Avviene con La strada, ad esempio, capolavoro del 1954 (nella foto), in cui una donna semplice, ingenua e stralunata (la tenerissima Gelsomina di Giulietta Masina), dotata però di un cuore puro che sa meravigliarsi per le cose del mondo, è capace, con il suo doloroso e apparentemente inutile passaggio sulla terra, di fecondare il cuore di un uomo rude e brutale come lo Zampanò di Anthony Queen, a sua volta prosciugato, probabilmente, dalle durezze del contesto in cui è cresciuto. Per questo motivo, La strada è piaciuto tanto a Papa Francesco, che lo ha definito «il film più bello e più francescano» che abbia mai visto. È il film di Fellini che il Pontefice ama di più, quello col quale si identifica maggiormente, per «un implicito riferimento a san Francesco». C’è un terzo personaggio, nella pellicola, che spiega la missione inconsapevole di Gelsomina per la redenzione di Zampanò: è il matto, un artista di strada libero e gioioso, innamorato della vita. «Non so a cosa serve questo sasso – spiega con dolcezza a Gelsomina – ma a qualcosa deve servire. Perché se è inutile, allora è inutile tutto, anche le stelle, anche tu. Invece anche tu servi a qualcosa». Lei lo ascolta e se ne innamora, con quel suo senso per le cose grandi: una grazia, in fondo, in mezzo alle miserie di una vita da ragazza abbandonata, regalata a un rozzo e solitario circense che gira in motoretta il freddo Appennino povero e contadino.
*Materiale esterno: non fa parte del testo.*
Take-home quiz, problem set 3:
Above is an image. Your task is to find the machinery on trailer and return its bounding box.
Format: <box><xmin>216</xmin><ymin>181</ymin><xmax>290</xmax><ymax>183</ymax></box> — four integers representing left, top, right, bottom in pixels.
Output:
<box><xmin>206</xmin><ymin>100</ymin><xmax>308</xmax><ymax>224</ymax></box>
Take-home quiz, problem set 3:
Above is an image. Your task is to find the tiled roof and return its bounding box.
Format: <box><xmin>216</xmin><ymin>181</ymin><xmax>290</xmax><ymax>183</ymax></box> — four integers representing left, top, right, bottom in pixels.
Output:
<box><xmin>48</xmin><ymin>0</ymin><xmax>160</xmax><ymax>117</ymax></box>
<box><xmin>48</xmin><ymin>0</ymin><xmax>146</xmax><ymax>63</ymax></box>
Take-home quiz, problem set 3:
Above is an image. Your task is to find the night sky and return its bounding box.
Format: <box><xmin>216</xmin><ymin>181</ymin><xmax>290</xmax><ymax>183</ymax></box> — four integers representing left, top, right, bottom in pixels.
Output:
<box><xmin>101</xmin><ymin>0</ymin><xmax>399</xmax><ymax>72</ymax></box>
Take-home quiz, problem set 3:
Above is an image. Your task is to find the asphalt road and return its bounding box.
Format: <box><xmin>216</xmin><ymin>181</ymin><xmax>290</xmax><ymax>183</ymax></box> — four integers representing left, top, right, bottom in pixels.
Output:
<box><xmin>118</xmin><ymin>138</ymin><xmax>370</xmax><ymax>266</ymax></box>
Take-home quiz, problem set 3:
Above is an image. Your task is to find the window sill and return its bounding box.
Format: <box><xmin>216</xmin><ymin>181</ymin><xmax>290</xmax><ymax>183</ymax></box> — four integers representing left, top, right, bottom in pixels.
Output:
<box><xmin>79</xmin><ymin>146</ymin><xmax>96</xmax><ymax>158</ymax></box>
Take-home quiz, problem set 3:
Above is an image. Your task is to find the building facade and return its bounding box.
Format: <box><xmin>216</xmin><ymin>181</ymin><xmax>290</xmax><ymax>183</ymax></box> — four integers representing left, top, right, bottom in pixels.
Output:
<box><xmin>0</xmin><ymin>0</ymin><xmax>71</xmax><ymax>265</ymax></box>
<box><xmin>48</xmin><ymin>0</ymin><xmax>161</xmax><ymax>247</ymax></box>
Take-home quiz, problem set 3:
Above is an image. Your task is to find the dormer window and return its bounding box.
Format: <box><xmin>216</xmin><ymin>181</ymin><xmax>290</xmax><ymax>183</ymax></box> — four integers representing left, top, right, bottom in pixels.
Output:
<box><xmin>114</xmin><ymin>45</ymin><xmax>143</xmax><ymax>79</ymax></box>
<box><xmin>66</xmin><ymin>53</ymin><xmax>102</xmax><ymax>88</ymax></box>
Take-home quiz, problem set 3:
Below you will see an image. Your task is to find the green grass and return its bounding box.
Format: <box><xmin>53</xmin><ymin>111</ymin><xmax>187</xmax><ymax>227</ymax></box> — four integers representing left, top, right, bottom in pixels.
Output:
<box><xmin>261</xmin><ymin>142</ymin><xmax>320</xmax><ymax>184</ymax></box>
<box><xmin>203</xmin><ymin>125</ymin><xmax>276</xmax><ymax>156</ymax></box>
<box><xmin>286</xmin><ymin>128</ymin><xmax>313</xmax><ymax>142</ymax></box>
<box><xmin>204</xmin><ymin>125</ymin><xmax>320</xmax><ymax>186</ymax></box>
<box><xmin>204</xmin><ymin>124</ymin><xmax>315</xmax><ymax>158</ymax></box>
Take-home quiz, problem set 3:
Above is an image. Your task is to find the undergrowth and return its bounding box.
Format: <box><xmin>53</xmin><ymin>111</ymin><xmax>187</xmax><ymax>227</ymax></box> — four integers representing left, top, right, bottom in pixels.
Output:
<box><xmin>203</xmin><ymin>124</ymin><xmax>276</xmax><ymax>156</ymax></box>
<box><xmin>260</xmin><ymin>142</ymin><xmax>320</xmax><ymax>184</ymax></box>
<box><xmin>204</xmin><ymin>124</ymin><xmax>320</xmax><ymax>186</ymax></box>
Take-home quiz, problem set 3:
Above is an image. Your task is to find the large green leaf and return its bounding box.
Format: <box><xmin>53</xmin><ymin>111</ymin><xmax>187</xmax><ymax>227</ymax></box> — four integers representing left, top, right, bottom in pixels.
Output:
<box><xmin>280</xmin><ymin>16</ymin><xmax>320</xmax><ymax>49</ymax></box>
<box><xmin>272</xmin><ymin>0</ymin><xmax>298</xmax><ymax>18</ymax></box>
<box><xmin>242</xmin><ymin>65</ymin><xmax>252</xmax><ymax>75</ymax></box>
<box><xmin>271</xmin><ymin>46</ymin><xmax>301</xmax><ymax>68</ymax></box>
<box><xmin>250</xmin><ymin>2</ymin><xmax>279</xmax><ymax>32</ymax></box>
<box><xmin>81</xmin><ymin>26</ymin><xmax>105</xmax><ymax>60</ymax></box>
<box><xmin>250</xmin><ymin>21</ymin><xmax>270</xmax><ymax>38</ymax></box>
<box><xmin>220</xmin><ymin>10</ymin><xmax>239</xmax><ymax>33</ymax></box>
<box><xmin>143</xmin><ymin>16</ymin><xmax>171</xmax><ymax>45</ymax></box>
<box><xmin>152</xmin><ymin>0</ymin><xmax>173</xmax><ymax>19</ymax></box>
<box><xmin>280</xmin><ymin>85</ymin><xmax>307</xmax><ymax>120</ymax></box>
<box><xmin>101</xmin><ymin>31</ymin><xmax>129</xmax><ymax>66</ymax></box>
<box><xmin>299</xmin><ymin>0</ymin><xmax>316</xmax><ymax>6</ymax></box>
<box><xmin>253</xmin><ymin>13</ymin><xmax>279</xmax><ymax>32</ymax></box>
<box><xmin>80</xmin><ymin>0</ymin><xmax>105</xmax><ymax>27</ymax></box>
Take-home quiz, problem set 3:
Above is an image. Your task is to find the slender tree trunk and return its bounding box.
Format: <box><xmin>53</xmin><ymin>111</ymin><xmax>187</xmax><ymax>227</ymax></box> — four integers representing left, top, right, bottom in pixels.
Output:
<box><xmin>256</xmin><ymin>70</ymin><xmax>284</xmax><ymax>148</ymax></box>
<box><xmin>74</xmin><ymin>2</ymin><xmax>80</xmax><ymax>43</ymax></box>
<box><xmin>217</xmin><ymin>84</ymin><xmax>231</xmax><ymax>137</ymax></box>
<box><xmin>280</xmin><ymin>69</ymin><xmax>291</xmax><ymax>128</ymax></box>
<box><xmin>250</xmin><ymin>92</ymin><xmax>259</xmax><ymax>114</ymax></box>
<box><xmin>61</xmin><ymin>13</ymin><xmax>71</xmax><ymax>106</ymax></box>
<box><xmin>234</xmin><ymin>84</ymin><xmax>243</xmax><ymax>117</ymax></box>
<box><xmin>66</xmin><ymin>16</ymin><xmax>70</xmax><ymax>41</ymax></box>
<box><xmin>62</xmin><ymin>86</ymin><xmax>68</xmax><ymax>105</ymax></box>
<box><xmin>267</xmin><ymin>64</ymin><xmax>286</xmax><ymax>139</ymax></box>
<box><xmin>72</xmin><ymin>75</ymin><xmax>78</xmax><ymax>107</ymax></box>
La grazia in mezzo alla miseria, la stessa che appartiene a un altro meraviglioso personaggio di Fellini, ancora una volta donato dal regista alla sua musa e moglie, Giulietta Masina, e da lei elevato a incanto: Cabiria, ragazza minuta e sfortunata, costretta a vivere vendendo il corpo per strada, eppure mai corrotta dalla sorte, intatta nel cuore e luminosa negli occhi, colma di fiducia verso il prossimo. Il film è Le notti di Cabiria, 1957, altro meritatissimo Oscar a Fellini e al Festival di Cannes di sessant’anni fa precisi, Palma d’oro, altrettanto meritata, alla piccola e gigante attrice italiana. C’è una sequenza, intorno alla metà del film, che racconta, senza bisogno di parole, il naturale slancio di Cabiria verso un Dio di cui sa poco. Mentre, di notte, si trascina per Caracalla in attesa di clienti, dal buio, tra gli alberi, sbuca una processione di fedeli in cammino, cantato, verso il Divino Amore. Cabiria ne rimane folgorata, e come ipnotizzata da quell’apparizione quasi magica, abbandona tutto e si lascia trasportare dal corteo, con un sorriso mezzo tonto e tanto felice spalancato sul viso. Fino a che la brusca frenata di un camion, e le parole del tizio che lo guida, la riconducono alla sua croce. Più tardi, un uomo in apparenza educato e gentile seduce Cabiria e le chiede di sposarlo. La convince a vendere la casetta che si è comprata con mille sacrifici per andare con lui a vivere altrove. Lei si fida, ci crede, sogna, ci casca. Lui la porta in un posto isolato, la picchia e le ruba i risparmi di una vita. Potrebbe morire, questa ragazza presa a calci dalla vita, potrebbe esplodere di rabbia e perdere ogni speranza, chiudersi in se stessa e trasformarsi in animale. Eppure sulla strada del ritorno, coi vestiti lacerati e il dolore ancora vivo addosso, intorno a Cabiria iniziano a danzare dei ragazzi, musicisti in un momento di festa. Suonano, le ronzano davanti e indietro sorridenti, e quel soffiare di vitalità diventa immediatamente contagioso per la donna. Cabiria sorride, sorride di nuovo, sorride con tutto il volto. Fellini chiude il film con questo primo piano: chi può togliere a Cabiria il dono di essere così portata per la vita?